Non seulement nous avons donné un siège au Québec à l'UNESCO, mais nous avons également reconnu la nation québécoise en cette assemblée, dans ce Parlement westminstérien, sur les terres de l'Amérique du Nord. Nous avons reconnu que le peuple québécois formait une nation au sein d'un Canada uni. C'est M. Harper qui l'a fait. Ce n'étaient pas les libéraux ni le Bloc québécois, qui ne pourraient jamais le faire, puisqu'ils n'auront jamais le pouvoir.
Quel parti a augmenté son nombre de sièges au Québec lors des dernières élections? Ce n'est pas le Bloc québécois, c'est le Parti conservateur, qui a gagné 12 sièges. Les libéraux, malheureusement, en raison de leurs nombreuses promesses, ont réussi à gagner plusieurs sièges. Toutefois, cela va changer, puisqu'ils seront incapables de remplir leurs promesses. Comme le déficit ne sera pas épongé cette année, ils vont augmenter les impôts et les taxes au cours des jours, des mois et des années à venir s'ils sont reportés au pouvoir.
Comme on peut le constater, c'est le même parti qu'à l'époque. Le Parti libéral du Canada, dans son identité propre, n'a aucun respect pour les Québécois ou les champs de compétence.

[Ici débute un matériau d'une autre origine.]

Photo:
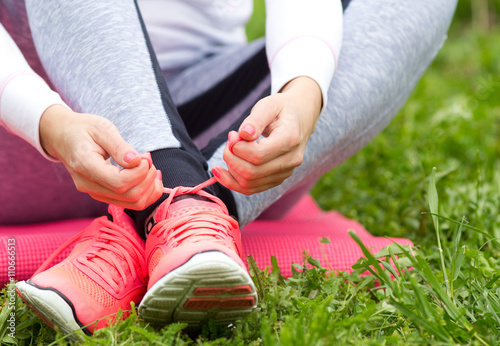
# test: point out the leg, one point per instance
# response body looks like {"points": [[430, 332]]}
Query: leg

Le premier ministre et député de Papineau, quelques jours après avoir été élu, est allé à New York et a dit à unjournal qu’il n’y avait pas d’identité nationale au Canada. Vraiment? Il n’y a pas d’identité nationale au Canada? Ce n’est pas ce que pensent les Québécois. Les Québécois ne seront jamais bien servis par le Parti libéral du Canada. Nous, avec notre chef de Regina—Qu’Appelle, nous allons leur donner plus d’autonomie dans leurs champs de compétence lorsqu’ils le demanderont.